Rita schien ihren Ärger aber schon wieder vergessen zu haben, das war bei ihr oft so. In einem Moment ließ sie sich über etwas aus, im nächsten war alles wieder vergessen. Sie drehte sich mitten im Schritt im Kreis, blieb dann abrupt stehen und sagte: »Weißt du, was wir machen sollten? Wir sollten am Wochenende ausgehen.«

»Ausgehen?« Edith zog die Augenbrauen zusammen.

»Nicht, was du jetzt schon wieder denkst. Nicht abends, nachmittags.«

»In ein Café oder eine Wirtschaft?«

»Ich hatte an einen Tanztee gedacht. Das wäre doch fein. Ein bisschen schwofen. In der Insel oder im Dreesen.« Wieder drehte sich Rita im Kreis. Ihr Tellerrock flog hoch.

»Ach, du weißt doch, dass ich nicht gut tanzen kann. Ich war nur ein paarmal in der Tanzschule. Meine Eltern sehen das nicht gern.«

»Papperlapapp. Was das Tanzen angeht, brauchst du nur einen Mann, der gut führen kann. Und zu deinen Eltern - die müssen ja nicht hinsehen. Vielleicht müssen sie es noch nicht einmal wissen.« Rita lächelte Edith verschwörerisch zu.

»Ich kann doch meine Eltern nicht anlügen!«

»Wer hat denn von anlügen gesprochen?
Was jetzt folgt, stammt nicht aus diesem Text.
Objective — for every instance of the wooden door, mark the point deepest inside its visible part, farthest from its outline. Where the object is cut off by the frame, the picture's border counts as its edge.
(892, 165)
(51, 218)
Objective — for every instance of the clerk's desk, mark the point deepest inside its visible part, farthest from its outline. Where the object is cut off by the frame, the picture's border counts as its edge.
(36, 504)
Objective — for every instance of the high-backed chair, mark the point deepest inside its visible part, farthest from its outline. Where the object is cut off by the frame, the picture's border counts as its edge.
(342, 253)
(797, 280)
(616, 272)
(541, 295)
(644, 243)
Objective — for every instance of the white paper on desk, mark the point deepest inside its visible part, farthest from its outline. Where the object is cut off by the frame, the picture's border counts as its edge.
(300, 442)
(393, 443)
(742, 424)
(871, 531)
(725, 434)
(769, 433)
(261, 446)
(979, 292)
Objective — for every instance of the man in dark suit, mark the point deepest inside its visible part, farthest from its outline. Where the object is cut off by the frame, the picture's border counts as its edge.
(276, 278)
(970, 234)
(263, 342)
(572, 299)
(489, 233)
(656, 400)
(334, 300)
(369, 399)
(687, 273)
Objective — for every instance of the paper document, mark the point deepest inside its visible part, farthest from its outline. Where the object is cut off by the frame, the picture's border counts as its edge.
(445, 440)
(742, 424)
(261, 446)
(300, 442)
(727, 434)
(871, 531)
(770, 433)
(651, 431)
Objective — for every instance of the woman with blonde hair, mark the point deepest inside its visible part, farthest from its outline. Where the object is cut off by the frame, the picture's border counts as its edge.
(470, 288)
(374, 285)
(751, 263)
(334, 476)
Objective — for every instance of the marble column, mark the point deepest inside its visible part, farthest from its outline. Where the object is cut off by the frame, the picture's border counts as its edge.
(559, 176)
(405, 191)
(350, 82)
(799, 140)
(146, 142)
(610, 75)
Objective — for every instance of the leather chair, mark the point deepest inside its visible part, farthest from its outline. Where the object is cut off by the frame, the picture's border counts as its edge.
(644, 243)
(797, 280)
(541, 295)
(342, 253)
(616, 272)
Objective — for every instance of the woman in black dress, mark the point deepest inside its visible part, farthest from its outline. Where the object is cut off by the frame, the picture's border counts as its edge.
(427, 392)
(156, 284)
Du sollst es einfach nur nicht sagen.«

Edith biss sich auf die Unterlippe. In solchen Dingen war Rita immer völlig unbesorgt. Sie musste ja auch nicht, so wie sie, den Eltern Rede und Antwort stehen. »Ich weiß nicht«, antwortete sie ausweichend.

»Oder wir nehmen einfach deinen Bruder mit«, sagte Rita leichthin.

Aha, dachte Edith, daher weht der Wind. »Meinen Bruder? Hast du etwa ein Auge auf ihn geworfen. Am Ende willst du eine Meyer-Graf werden.«

»Vielleicht«, erwiderte Rita und grinste.

»Gib's zu, du willst ja nur meine Schwägerin werden, damit wir Verwandte sind.«

»Du hast es erfasst.« Und da war es wieder, das Rita-Gekichere.

Auf der anderen Straßenseite kam ihnen ein älteres Ehepaar entgegen. Edith sah ihnen an, dass sie Ritas Gelächter missbilligten. Als die Dame die Nase rümpfte, prustete Edith los. Sie stieß ihre Freundin mit dem Ellenbogen an und nickte zu dem Paar hinüber. Rita erfasste die Situation sofort und brüllte vor Lachen. Das konnten auch die alten Herrschaften nicht mehr ignorieren.

»Was fällt euch zwei Backfischen ein?«, rief der Mann zu ihnen herüber.

Edith und Rita nahmen die Beine in die Hand und liefen, immer noch lachend, die Rheinallee hinunter.

»Kommst du noch mit zu mir? Dann kann ich dir zeigen, was ich aus dem Pikee gezaubert habe.«

Nachdem sie ein ganzes Stückchen gerannt waren, spazierten Edith und Rita wieder gemächlich nebeneinanderher. Von diesem Stoff hatte Rita Edith schon vor ein paar Tagen erzählt. Sonnengelb wäre er, hatte sie gesagt. Mit ein, zwei Webfehlern in der Struktur. Nichts Auffälliges, aber Grund genug, dass der Pikee in der großen Damenschneiderei Kurt Klemens Modelle in Mehlem ausgesondert worden war. Ständig brachte Rita wunderbare Stoffe von der Arbeit mit. Fließenden Georgette oder glänzenden Jacquard, einmal sogar etwas hauchzarten Chiffon. Das war etwas ganz anderes als die langweiligen Stoffe, die Ediths Vater für die Anzüge in der familieneigenen Herrenschneiderei in Bad Godesberg verwendete.

»Aber nur ganz kurz«, sagte Edith.

»Weil sonst die Frau Mama und der Herr Papa böse werden«, stichelte Rita.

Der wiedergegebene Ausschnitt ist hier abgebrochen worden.